Das Geld braucht die Modekette dringend. So dringend, dass sie sich vor zwei Wochen öffentlich über die mangelnde Unterstützung der Bundesregierung beklagte, und damit letztlich mehr Druck ausübte. Man habe mehrere Wochen lang ohne Lösung Gespräche über das Darlehen geführt, um den anhaltenden Shutdown zu überstehen, beklagte sich das Unternehmen. CEO Thomas Freude beschrieb die Situation damals so: Man laufe „gegen eine Gummiwand“, Adler sei immer wieder vertröstet worden.
Überraschend ist es, dass Adler nun selbst nicht bestätigen wollte, dass die Firma die Finanzspritze bekommt. Vielmehr ging jetzt die Bunderegierung mit der Eintragung in ihre Liste an die Öffentlichkeit, obwohl sie sich zuvor eher bedeckt hielt.

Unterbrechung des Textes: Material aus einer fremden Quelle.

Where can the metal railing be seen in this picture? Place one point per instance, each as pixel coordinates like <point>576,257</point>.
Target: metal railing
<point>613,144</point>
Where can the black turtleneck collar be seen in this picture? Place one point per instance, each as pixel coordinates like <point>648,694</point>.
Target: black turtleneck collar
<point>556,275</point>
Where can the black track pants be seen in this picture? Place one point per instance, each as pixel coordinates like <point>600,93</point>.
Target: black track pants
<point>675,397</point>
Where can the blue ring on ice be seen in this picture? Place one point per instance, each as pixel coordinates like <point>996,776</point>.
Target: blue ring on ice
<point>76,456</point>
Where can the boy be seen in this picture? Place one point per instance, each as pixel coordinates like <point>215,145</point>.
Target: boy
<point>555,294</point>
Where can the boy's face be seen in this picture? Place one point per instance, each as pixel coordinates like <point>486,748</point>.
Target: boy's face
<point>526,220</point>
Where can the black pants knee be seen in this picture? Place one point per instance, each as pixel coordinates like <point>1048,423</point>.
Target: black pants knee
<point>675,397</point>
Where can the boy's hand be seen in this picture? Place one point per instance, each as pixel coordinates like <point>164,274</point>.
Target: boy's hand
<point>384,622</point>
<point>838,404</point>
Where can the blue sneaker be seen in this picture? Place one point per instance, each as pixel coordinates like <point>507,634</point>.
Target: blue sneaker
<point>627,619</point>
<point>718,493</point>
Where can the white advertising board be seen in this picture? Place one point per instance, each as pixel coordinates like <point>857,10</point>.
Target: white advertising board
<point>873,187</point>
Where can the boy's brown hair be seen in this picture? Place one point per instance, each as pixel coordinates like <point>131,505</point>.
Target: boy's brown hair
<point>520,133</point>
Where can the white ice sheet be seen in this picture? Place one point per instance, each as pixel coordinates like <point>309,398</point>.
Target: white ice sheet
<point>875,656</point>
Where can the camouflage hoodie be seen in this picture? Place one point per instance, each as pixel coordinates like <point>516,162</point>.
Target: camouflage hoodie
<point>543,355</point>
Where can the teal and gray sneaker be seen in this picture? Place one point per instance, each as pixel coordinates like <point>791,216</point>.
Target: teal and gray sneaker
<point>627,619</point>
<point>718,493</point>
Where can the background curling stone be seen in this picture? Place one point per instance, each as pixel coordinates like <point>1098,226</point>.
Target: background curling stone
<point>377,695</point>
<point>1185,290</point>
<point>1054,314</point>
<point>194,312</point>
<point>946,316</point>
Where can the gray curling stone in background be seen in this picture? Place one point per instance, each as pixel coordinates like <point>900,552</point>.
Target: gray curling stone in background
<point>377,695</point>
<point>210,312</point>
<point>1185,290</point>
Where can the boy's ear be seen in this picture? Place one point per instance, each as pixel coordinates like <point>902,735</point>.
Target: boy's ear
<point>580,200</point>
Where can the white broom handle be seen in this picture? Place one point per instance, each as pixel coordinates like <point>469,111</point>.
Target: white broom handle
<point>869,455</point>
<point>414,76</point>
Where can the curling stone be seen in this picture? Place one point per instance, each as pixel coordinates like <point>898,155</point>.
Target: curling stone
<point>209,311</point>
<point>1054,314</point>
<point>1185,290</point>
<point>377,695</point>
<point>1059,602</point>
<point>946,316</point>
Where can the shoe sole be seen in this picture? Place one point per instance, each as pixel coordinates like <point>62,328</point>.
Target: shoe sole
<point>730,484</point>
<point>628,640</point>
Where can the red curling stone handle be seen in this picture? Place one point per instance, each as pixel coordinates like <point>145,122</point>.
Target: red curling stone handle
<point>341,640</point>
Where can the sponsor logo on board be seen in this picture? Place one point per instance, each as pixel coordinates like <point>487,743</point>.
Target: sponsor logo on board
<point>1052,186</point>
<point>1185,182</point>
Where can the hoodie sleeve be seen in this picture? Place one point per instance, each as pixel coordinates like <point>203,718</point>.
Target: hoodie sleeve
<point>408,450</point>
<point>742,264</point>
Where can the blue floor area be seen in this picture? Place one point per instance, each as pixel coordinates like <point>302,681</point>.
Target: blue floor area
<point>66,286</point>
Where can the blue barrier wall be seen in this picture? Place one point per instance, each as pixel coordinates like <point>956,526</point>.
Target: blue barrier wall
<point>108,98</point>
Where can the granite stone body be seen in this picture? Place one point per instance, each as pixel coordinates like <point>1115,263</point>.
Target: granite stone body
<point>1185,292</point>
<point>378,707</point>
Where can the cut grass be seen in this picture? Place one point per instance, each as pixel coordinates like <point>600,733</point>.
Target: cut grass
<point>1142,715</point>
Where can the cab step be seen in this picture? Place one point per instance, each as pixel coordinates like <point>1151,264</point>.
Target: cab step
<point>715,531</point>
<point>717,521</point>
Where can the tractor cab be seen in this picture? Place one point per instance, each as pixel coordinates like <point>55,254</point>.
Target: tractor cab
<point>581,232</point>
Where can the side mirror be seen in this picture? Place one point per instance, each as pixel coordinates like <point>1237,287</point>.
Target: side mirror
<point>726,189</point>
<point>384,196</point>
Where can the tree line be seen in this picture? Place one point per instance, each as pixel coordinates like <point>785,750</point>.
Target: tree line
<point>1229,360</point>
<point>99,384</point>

Adler durchläuft Insolvenz in Eigenverwaltung
Adler führte als Argument stets an, dass die Finanzprobleme erst durch die Coronakrise gekommen seien – eine wichtiges Voraussetzung, um an die WSF-Mittel zu kommen. So verbuchte das Unternehmen im Jahr 2019 noch einen Umsatz von 495 Millionen Euro und einen Nachsteuergewinn von rund 5 Millionen Euro. CFO Karsten Odemann wies zudem 2019 eine „Rekord-Netto-Liquidität“ von 70,1 Millionen Euro aus. Außerdem betonte CEO Freude, dass Adler kein Geschenk wolle, sondern ein vollverzinstes zurückzuzahlendes Darlehen.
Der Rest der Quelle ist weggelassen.